Gene monopoly: Australian court rules in favor of genetic patenting

16 Feb, 2013 11:35 / Updated 12 years ago

An Australian court has ruled in favor of allowing a company to patent a human gene. Concerns have been voiced that allowing a company to monopolize genes will turn the human body into a commodity, and will adversely affect healthcare.

The judge argued the act of removing a specific gene from the body and isolating it made it into a product “of new manufacture” and therefore open to be patented, despite the fact that the same gene may occur naturally in other human beings.

The patent was filed by US company Myriad Genetics in 1994 – if enforced in Australia, it would give the company exclusive rights to carry out tests on specific genes. In turn, the patent would prevent anyone else from isolating, researching or conducting tests on the gene in question.

Australia’s Federal Court dealt with the company’s patents on the BRCA1, which can be used to predict the likelihood of a woman contracting cancer

The judge’s ruling on Friday said that even if a gene has “precisely the same chemical composition and structure as that found in the cells of some human beings,” isolating it from the body creates and “artificial state of affairs,” making the gene a patentable commodity. Myriad’s claim on the genes was challenged by nonprofit Cancer Voices Australia, which argued the patent is illegitimate and unfounded.
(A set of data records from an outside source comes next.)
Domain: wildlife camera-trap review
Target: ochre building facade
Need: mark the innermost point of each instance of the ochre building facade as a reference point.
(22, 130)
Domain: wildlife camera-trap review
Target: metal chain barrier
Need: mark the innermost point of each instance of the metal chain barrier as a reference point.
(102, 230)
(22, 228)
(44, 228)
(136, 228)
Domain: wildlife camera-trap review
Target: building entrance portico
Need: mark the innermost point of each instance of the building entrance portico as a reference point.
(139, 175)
Cancer Voices Australia has appealed to the Australian government to change the law, saying the patent could lead to worsening public healthcare and an increase in costs and restrictions on doctors. They also took issue with the  logic that isolating the gene makes it fair game, arguing that the act is so commonplace, it is equivalent to snapping a branch from a tree.

"It is difficult to think of the circumstances where an artificially created state of affairs would not exist whenever there is some form of human intervention," the New Scientist quoted Dianne Nicol of the University of Tasmania, Australia, a specialist in law and human genetics, as saying.

Nicol added that the court’s decision had raised eyebrows in the Australian scientific community; the group has resolved to appeal the hearing.

Myriad had already patented the BRCA1 gene under Genetic Technologies Limited in Australia. However, the company sparked public outrage when they attempted to enforce the gene patent, and was obliged to let other companies practice tests on BRCA1.

In the US, Myriad Genetics enforces its patent on the gene and has the monopoly on tests related to it. As a result, a Myriad test costs upwards of $3,000, and is often not covered by health insurance. In neighboring Canada, where Myriad has not been allowed to impose the patent, the same test is quicker and costs one-third the price.

The Australian ruling comes just three months before a very similar appeal will be heard in a US Supreme Court case concerning Myriad and the American Civil Liberties Union, which is fighting the company’s monopoly on genes.

Currently, around 4,000 human genes have been patented by private companies.